I'm planning a centralised backup solution which will use BE2010 dedupe to a single 11TB dedupe folder. This folder will be on an EMC CX4- series with 13 x 1TB SATA drives in a raid 5 set. The tape device will be LTO5 FC attached. What kind of performance am I likely to get during the duplication to tape? I need to understand this as I have to plan other backup jobs around this one.
My performance experience with deduplicatino is that it is way slower than traditional B2D storage.
I monitored disk I/O, memory usage, CPU usage, all without serious usage.
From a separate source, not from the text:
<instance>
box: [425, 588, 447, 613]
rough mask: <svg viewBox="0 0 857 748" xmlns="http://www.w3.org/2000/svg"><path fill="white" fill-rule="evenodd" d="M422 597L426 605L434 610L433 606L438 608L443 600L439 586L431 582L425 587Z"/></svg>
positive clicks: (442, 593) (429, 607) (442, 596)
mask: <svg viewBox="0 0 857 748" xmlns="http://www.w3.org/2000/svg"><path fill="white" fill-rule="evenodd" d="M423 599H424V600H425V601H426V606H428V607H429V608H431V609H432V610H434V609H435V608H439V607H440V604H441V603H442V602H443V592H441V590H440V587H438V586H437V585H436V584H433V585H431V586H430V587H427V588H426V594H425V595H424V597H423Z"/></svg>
It was just about 50% slower than B2D on most of the duplicate jobs (to a DLTS4 library).
Also I don't know if you are aware of stability issues with the deduplication feature - I recently migrated some media servers back to B2D after a one-month-open case at symantec didn't resolve problems with corruption, non-availability, creation of thousands of dummy-media (all to be cleaned out manually, which takes hours..), etc.
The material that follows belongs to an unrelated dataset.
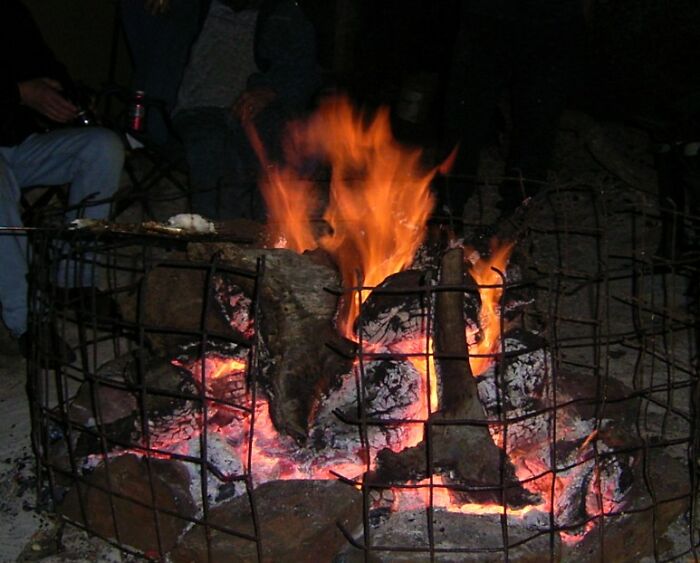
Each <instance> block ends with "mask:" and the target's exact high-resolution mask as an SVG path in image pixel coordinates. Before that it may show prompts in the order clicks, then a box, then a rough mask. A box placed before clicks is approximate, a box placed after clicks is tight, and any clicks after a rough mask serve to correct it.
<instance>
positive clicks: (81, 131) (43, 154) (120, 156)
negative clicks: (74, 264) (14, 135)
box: [0, 127, 124, 336]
There are some discussions about this ongoing at symantec forums.
As if any additonal confirmation was needed that the Dedupe side of Backup Exec is not fit for purpose, I have a colleague who is in the same situation on another customer job. Symantec support seem to be fixing one issue and causing 3 more to occur.
Thanks for responding.
If you want better dedupe performance, you should be doing client side dedupe, so you can have more simultaneous streams direct to disk.
From there, based on policy, you can have jobs duplicate to tape automatically as jobs finish... This way the duplicate to tape section, can happen during production hours without affecting any other network/application services.
We used client side dedup (default setup without optional, poorly documented software compression) and our symantec support technican told us not to use more than 3 (three) streams running parallel to the dedup store, as there are some known stability issues when running more than 3 or maximum 4 parallel streams (instead of 16 maximum possible).
Also we use policy based duplicate jobs, which where timed some hours after the backup jobs so that no parallel backup and duplicate jobs would run, because this can also cause some problems with the dedup store.
But nevertheless the throughput into and out from dedup store wasn't as high as with backup-to-disk storage folders.
It was some kind of funny, as the job rate went up and down from 600MB/min to 3000MB/min when doing a duplicate to tape. but no job ever got the "normal" job rate of 3500MB/min when B2D was used.
Again - there was no high cpu, memory or disk I/O usage, and it made no difference if there was just one duplicate job running or two of them.
We also tried to move (or recreate) the dedup-database to(on) another, faster drive to check out if this would give some better throughput - but it made no difference.
Here some information about dedup-compression: http://seer.entsupport.symantec.com/docs/347681.htm
I think dedup was just too new to be released to the public, but that's a problem with nearly every software vendor.
Otherwise "Puredisk" is on the market for a long time, and it works fine as far as I know. Migrating it to the Windows platform and integration into BE2010 as a logical tape library was a nice idea, but not implemented perfectly.
Symantec supports still needs more feedback from customers experiencing dedup problems, but most of the customers don't have the time to be a guinea pig - specially not in productive environments.